This chapter describes:
CFX includes several radiation modeling options: The Rosseland model (or Diffusion Approximation model), the P-1 model (also known as the Gibb’s model or Spherical Harmonics model), the Discrete Transfer model and the Monte Carlo model.
Many fluid flows of practical interest occur in situations where the fluid and/or the enclosing boundaries are hot. In such situations, the effect of radiant heat transfer may become important. A typical environment where radiation plays a significant role is a furnace or other such combustion chamber.
Two limits can be identified in the way that radiation interacts with a fluid or solid medium. One extreme is the situation where the medium is transparent to radiation at wavelengths in which the majority of the heat transfer occurs. In this case, the radiation only affects the medium by heating or cooling the surfaces of the domain, with no radiant energy transfer directly to the medium. Only the Monte Carlo model should be used for this limiting case. The Discrete Transfer model has also been used in this limit, but with limited success.
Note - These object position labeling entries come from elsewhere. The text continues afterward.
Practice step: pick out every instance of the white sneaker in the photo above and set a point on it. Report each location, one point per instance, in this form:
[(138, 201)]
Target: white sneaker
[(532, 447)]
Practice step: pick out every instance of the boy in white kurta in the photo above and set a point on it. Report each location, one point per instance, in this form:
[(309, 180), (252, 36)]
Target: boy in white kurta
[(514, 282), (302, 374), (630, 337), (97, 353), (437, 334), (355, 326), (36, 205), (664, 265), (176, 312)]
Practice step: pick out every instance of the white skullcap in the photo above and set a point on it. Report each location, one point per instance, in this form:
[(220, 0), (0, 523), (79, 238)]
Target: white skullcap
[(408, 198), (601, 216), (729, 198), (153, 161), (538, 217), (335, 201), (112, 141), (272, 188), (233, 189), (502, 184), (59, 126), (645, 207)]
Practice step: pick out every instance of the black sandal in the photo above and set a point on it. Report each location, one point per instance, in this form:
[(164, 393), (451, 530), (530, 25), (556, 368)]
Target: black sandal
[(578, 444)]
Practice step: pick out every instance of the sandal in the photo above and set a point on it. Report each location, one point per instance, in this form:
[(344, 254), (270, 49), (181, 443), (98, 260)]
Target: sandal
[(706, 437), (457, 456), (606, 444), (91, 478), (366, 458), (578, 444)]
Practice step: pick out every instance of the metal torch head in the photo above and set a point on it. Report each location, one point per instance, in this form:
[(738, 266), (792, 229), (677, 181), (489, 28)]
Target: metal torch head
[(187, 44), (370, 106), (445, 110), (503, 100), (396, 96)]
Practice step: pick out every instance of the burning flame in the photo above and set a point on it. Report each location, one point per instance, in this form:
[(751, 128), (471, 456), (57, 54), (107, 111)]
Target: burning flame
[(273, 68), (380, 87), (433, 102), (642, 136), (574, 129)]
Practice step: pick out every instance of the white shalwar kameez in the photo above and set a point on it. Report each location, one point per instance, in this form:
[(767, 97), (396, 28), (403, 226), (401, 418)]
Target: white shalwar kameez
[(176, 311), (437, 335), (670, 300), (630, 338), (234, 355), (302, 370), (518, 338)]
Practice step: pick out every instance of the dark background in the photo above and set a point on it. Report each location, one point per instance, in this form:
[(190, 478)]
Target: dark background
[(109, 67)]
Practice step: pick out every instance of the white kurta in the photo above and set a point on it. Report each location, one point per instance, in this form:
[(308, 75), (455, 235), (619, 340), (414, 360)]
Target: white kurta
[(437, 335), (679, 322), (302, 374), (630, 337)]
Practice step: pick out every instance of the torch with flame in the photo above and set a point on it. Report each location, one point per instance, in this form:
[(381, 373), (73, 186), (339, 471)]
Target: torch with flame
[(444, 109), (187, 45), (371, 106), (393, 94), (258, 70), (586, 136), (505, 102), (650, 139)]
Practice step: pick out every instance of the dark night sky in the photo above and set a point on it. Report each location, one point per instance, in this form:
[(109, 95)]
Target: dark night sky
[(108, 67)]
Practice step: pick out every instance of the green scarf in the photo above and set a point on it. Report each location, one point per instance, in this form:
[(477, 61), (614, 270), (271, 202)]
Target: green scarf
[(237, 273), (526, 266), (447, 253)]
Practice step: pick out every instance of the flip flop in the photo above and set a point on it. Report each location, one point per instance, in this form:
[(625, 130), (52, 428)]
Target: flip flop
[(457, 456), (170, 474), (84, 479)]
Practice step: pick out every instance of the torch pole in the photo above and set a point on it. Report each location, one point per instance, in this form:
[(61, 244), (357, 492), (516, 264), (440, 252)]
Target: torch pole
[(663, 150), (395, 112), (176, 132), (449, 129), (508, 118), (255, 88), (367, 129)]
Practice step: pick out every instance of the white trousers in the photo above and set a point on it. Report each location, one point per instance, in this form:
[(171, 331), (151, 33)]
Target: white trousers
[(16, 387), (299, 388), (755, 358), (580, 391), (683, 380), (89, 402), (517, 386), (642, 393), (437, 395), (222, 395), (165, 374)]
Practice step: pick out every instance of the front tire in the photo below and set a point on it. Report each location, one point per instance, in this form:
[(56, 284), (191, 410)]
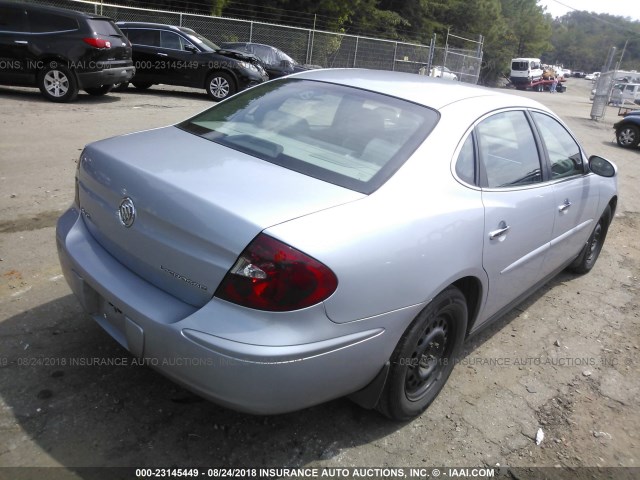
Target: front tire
[(220, 86), (57, 83), (628, 136), (591, 251), (425, 356)]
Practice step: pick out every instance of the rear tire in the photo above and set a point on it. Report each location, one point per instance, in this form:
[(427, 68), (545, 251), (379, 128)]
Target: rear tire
[(425, 356), (142, 85), (219, 86), (591, 251), (628, 136), (57, 83), (99, 91), (120, 87)]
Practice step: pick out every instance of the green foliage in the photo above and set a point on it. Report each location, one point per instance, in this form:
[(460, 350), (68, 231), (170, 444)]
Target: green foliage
[(581, 41)]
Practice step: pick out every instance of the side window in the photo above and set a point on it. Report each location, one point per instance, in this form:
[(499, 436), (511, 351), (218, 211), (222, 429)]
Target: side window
[(40, 22), (13, 19), (508, 153), (265, 54), (466, 165), (564, 152), (150, 38), (170, 40)]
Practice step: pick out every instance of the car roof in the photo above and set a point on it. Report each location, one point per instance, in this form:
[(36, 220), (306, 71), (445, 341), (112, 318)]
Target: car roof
[(428, 91), (153, 25), (62, 11)]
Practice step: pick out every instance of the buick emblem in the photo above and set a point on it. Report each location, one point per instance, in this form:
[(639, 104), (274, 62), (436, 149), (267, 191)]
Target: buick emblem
[(127, 212)]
The opposite extreme is the situation in which the medium is optically dense, and radiation interacts with the medium throughout the interior of the domain, as well as at surfaces. If the medium is optically dense, radiant energy is either scattered, or absorbed and re-emitted in all directions with a small length scale compared to the size of the domain. This situation is known as the "diffusion limit," because radiant intensity is independent of direction. (Note that there is no assumption that the radiation is "diffuse," in the sense of "rarefied.") In this limit, the Rosseland and P1 models are an attractive alternative to the Discrete Transfer and Monte Carlo models because of their simplicity.
For general cases, ranging from optically thin (transparent) to optically thick (diffusion) regions, like combustion, the Discrete Transfer and the Monte Carlo models more accurately represent the solution of the radiative transfer equation.
The Thermal Radiation Model can be selected from the Fluids/Solids Models form on the
Domains tab whenever a heat transfer model has been set to Thermal Energy or Total Energy.
The default for the Thermal Radiation Model is None.
Once a thermal radiation model has been selected, two additional submodels must also be chosen: the spectral model and the scattering model. For details, see Spectral Model and Scattering Model.
The radiation modeling options in CFX enable you to:
Set up a gray/non-gray media enclosed by opaque diffuse surfaces, except at openings (inlets, outlets and openings), which are considered fully transparent. Symmetry planes and periodic boundaries are treated as specular surfaces when using the Discrete Transfer or Monte Carlo models.
Select any of the thermal radiation models in any fluid or porous domains[1]. For solid domains, only the Monte Carlo option is available.
Set up spectral dependent radiation quantities (material properties, radiation sources, directions, surface properties) via CEL expressions by using any of the available spectral variables: frequency, wavelength in vacuum, or wavenumber in vacuum.
Setting of boundary conditions at walls, domain interfaces, and open boundaries: inlets, outlets and openings.
[1] As long as radiation does not travel through the solid separating two fluid domains, you may have different radiation models on each side of the solid.